As can be seen in Figure 2, ProPicker achieves good results on 100 unique particles with vastly different sizes when using stride 32 or even 56. This clearly demonstrates that aligning particle size and stride length is not necessary for ProPicker. We have not deliberately chosen ProPicker’s stride according to the particle size in any of our experiments.

Thanks to the authors for the rebuttal and point-by-point response. The authors claried why novelty concerns should be minimized. However, concerns about the evaluation on real-world tomograms remain unresolved. The authors avoided comparison with DeepETPicker and CrYOLO, citing that these are not universal pickers, unlike their method. Yet, if ProPicker is truly universal, it raises questions about its inability to pick FAS in S. pombe, where yeast FAS is approximately 1 MDa. This suggests that the "universal picking" capability may be limited to simulated datasets, which are inherently less complex and do not fully represent real tomograms' challenges.

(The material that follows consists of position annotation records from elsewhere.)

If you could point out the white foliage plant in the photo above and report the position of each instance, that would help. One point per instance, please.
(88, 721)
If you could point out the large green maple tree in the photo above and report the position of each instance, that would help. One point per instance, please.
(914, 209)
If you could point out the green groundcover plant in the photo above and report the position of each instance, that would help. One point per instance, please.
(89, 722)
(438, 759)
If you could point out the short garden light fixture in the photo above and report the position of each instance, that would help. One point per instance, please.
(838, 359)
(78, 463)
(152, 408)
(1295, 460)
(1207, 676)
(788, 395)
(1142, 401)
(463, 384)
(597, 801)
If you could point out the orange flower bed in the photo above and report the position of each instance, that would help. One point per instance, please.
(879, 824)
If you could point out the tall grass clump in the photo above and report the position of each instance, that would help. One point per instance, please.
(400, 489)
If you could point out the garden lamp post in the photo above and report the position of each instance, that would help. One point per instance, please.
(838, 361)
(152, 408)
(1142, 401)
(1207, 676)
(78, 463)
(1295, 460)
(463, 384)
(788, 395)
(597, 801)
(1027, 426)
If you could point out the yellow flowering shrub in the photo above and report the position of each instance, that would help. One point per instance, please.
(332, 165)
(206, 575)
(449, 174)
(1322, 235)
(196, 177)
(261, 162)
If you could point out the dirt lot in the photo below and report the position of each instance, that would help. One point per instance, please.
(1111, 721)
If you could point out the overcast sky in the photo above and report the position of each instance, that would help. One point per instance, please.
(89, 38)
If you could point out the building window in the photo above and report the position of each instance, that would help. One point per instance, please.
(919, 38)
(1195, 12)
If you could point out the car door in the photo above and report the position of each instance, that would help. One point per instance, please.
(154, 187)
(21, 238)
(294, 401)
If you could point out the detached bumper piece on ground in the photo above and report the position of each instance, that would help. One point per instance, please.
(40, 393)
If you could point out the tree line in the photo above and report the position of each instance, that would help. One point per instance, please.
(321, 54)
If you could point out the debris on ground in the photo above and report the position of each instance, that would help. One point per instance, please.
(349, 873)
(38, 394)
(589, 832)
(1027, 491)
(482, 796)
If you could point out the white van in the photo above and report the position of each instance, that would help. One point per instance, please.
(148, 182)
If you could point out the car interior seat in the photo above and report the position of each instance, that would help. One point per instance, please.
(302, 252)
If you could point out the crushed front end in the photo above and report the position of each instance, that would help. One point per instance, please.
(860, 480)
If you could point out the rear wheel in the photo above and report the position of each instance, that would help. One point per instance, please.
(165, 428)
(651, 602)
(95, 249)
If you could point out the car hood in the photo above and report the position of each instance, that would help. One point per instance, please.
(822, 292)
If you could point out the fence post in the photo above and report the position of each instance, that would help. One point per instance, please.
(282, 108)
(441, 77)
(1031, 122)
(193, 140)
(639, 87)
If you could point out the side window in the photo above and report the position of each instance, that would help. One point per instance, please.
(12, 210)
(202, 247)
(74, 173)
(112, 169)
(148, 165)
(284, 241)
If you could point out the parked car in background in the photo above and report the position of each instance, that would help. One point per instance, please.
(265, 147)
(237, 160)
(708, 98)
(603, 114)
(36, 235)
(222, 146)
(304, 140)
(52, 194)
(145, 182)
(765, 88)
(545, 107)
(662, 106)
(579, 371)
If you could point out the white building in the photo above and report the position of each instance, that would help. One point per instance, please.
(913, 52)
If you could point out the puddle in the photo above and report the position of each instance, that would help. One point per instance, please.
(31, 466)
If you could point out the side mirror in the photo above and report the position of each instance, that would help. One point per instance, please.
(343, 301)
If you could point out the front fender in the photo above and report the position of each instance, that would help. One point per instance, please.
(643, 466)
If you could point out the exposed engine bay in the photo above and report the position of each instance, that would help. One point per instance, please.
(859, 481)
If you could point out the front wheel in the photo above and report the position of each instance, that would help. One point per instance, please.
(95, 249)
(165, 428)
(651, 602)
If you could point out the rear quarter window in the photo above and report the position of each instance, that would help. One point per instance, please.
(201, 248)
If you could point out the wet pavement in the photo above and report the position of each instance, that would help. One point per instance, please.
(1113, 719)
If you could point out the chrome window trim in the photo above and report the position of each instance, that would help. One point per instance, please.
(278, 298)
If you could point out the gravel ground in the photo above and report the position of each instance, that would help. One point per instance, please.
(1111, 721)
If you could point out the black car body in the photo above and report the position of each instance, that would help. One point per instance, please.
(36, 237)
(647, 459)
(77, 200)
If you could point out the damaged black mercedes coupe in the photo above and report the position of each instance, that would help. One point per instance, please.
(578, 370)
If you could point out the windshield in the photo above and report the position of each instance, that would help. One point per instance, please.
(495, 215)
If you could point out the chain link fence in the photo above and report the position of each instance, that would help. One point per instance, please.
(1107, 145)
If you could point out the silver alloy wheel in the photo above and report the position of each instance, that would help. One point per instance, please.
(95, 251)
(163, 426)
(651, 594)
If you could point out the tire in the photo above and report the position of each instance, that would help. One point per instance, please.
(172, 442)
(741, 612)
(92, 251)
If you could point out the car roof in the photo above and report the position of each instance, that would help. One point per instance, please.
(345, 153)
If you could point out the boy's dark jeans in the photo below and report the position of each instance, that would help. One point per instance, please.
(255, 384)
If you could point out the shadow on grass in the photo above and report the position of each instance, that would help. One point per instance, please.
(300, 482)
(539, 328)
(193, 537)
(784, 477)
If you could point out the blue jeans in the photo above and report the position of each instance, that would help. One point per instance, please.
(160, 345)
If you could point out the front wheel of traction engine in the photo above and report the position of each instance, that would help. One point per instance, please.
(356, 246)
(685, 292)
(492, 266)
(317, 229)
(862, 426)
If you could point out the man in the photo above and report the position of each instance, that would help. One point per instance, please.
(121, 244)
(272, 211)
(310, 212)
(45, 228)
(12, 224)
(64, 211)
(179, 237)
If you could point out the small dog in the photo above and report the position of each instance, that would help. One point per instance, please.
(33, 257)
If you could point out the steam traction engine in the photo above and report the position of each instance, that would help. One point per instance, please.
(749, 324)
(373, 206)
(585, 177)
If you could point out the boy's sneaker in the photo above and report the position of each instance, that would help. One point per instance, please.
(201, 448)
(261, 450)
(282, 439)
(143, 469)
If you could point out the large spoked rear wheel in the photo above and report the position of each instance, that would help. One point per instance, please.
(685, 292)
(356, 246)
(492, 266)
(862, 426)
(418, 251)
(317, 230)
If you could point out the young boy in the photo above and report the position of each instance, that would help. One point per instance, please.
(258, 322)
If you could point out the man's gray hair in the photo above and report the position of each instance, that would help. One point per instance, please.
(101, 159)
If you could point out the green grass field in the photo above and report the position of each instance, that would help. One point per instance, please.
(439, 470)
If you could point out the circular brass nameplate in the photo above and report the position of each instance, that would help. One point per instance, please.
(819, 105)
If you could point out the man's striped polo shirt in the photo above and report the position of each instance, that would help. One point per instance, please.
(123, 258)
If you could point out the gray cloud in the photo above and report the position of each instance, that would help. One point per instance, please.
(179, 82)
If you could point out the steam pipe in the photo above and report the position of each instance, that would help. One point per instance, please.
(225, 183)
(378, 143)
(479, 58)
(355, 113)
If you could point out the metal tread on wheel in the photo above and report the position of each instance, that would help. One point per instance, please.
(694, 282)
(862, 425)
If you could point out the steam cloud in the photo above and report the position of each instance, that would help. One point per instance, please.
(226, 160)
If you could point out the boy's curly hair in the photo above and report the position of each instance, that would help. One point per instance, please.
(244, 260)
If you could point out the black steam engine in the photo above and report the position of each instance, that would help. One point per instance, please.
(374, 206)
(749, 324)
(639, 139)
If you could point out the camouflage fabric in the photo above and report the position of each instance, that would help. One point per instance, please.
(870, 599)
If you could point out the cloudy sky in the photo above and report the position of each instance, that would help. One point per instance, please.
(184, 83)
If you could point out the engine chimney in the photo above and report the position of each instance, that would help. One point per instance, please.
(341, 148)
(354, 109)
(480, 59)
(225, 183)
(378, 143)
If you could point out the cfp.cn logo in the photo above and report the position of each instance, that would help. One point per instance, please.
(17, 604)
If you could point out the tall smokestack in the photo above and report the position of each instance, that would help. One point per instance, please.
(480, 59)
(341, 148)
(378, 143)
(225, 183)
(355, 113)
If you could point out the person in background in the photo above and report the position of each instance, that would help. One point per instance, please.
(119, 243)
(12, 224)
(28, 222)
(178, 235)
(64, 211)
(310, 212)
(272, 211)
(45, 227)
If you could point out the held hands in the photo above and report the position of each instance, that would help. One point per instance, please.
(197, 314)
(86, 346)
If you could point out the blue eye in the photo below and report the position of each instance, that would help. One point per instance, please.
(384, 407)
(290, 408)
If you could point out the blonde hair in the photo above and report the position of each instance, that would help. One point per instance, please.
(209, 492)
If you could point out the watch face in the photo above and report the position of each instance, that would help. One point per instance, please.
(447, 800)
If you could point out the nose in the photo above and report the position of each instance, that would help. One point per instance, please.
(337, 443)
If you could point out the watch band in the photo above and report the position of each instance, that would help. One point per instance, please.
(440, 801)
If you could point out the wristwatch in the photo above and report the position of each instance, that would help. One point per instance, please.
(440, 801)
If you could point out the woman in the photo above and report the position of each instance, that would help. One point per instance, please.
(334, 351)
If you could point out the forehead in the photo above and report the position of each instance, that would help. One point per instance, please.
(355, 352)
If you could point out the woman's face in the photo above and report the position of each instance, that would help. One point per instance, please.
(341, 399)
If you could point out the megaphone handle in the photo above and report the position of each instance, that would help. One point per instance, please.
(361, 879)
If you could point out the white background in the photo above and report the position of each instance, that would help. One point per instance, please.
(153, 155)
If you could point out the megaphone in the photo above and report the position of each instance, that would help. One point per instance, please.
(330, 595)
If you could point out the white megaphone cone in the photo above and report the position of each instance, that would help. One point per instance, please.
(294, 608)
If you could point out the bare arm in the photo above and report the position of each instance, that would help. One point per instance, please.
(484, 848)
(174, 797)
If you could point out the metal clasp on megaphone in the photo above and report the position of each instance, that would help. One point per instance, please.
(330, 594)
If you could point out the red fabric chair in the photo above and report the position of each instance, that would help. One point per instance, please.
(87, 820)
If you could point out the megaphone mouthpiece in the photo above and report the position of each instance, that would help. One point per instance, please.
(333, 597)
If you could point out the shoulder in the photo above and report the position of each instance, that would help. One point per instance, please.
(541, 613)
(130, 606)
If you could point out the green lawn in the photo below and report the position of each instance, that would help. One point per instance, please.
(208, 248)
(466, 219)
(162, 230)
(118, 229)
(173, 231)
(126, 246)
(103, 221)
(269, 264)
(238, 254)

Additionally, the F1 score for ribosome prediction in EMPIAR-10988 lacks clarity. While the response mentions an F1 score of 0.61, the revised manuscript states it as the "best-case" F1 score. The definition of "best-case" remains ambiguous. Another concern is the use of only defocus tomograms, despite VPP tomograms being better suited for particle picking. The dataset contains 10 VPP tomograms and 10 defocus tomograms, but it is unclear whether results are reported for a single tomogram or averaged across all 10. Finally, subtomogram averaging results are notably absent. For practical applications in biology, methods should prioritize yielding particles that result in higher-resolution subtomogram averages, rather than focusing solely on fast inference that compromises final resolution. Given these concerns, the initial rating remains unchanged, as the evaluation and application perspectives still require significant improvement.